I read an inspirational blogpost a couple of weeks ago asking the question "Do Our Family Treasures Have a Secret Life?" You can read it here for yourself but it left me thinking hard about the treasures I've accumulated. Over the years I've become the custodian of old photographs; postcards; letters; diaries; receipts; birth, marriage and death certificates; birthday cards; wedding cards; engagement cards; funeral cards; school magazines; church magazines; newspapers and newspaper cuttings; medals; coins; jewellery; samplers; a christening gown; a wedding dress; a decorated rolling pin; nanna's bag; a sewing box; china; glassware; two glass fronted cabinets; and three tiny silver thimbles. I'm going to take the advice of Moore Genealogy and start to photograph and write the stories of some of the items in my collection.
I've been thinking a lot about my husband Michael's mother, Rose Murray, as it was her birthday on May 31st. She was born in 1908 and died aged 98 years in 2006. Her birth was registered a few days late so her official birth date is not her actual birthday.
Rose was the owner of the "three tiny silver thimbles" referred to above.
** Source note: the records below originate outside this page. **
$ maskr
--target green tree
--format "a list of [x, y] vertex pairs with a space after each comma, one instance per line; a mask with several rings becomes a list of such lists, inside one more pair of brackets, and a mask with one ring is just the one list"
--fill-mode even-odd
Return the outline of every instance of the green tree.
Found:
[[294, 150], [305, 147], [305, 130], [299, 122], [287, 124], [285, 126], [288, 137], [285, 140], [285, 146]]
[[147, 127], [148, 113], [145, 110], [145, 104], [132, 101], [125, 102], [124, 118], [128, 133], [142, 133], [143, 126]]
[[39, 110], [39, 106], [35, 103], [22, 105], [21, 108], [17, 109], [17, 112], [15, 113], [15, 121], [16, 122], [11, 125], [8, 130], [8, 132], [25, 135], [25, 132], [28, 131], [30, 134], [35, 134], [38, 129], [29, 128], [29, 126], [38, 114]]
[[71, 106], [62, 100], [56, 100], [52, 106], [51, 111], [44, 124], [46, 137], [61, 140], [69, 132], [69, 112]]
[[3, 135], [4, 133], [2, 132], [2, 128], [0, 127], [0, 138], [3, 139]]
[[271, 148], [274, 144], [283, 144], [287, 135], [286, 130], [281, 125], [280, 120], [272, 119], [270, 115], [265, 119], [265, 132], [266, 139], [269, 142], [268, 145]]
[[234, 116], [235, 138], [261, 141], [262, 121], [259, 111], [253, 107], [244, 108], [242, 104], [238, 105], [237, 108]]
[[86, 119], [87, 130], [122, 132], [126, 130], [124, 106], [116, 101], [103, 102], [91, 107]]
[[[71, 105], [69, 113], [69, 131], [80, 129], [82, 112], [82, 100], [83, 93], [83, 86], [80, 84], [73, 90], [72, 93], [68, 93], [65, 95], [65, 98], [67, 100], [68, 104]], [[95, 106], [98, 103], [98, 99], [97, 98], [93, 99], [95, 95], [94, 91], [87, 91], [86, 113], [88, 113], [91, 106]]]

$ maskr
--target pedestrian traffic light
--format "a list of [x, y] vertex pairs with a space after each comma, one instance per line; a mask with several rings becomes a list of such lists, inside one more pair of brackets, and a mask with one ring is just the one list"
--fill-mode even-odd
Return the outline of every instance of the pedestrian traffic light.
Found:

When she was about fourteen she was apprenticed in a tailoring workshop and eventually became a specialist "felling hand" hand stitching, for example, the edges of gentlemens' suit lapels. Her thimbles were an essential part of the equipment of her trade and she always used them even if she was only sewing on a button. In older age her fingers became permanently bent: caused by what we would now call repetitive strain injury, I suspect.
Rose was a lively, gregarious character with a taste for costume jewellery and hennaed hair.
She liked to dress up and was in her element with smart frocks and millinery.
Even at the end of her life, her weekly appointment with the hairdresser was a must!